Le Conseil d’Etat estime, en revanche, que l’abrogation de l’article 70 de la loi du 11 mai 2011 doit, pour le motif avancé par le Gouvernement, être approuvée ».

L’avis du Conseil d’Etat est donc très sévère. Reste à voir ce que les députés et sénateurs décideront in fine !

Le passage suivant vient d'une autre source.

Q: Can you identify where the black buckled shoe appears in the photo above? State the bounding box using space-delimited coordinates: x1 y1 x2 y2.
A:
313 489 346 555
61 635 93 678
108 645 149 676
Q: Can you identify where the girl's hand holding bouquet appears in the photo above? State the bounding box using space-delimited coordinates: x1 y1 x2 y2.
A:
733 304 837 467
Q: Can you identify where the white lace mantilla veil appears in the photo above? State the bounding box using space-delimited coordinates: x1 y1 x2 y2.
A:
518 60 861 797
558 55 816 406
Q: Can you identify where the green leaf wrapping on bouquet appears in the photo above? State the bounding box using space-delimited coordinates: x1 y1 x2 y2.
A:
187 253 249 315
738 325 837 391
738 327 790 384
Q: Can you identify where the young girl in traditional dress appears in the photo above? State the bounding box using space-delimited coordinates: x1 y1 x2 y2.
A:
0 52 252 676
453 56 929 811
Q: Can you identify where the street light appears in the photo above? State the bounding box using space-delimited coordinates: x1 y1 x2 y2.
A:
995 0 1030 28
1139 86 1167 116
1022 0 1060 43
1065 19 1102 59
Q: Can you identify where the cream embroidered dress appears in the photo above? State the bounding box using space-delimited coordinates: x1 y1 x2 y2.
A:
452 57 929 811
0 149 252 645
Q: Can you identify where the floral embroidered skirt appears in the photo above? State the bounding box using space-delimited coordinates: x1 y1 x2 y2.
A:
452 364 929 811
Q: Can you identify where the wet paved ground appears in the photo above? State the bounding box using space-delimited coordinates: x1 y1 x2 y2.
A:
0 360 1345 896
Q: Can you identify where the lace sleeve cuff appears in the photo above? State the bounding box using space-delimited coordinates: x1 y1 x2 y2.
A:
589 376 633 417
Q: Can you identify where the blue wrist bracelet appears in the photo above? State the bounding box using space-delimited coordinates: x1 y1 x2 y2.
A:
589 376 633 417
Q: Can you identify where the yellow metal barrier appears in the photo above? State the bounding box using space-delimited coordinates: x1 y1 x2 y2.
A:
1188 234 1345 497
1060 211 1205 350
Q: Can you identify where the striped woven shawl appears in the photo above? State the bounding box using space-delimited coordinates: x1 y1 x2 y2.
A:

http://www.conseil-etat.fr/Decisions-Avis-Publications/Avis/Selection-des-avis-faisant-l-objet-d-une-communication-particuliere/Projet-de-loi-pour-un-Etat-au-service-d-une-societe-de-confiance

Philippe PEYNET – avocat associé

Etienne MASCRE – avocat collaborateur

Correctif important !
Finalement, le Gouvernement a tenu compte des réserves émises par le Conseil d’Etat dans son avis, s’agissant de la codification de la jurisprudence Danthony.
L’article 27 du projet de loi soumis à l’Assemblée nationale ne prévoit finalement que l’abrogation de l’article 70 de la loi n° 2011-525 du 17 mai 2011 de simplification et d’amélioration de la qualité du droit.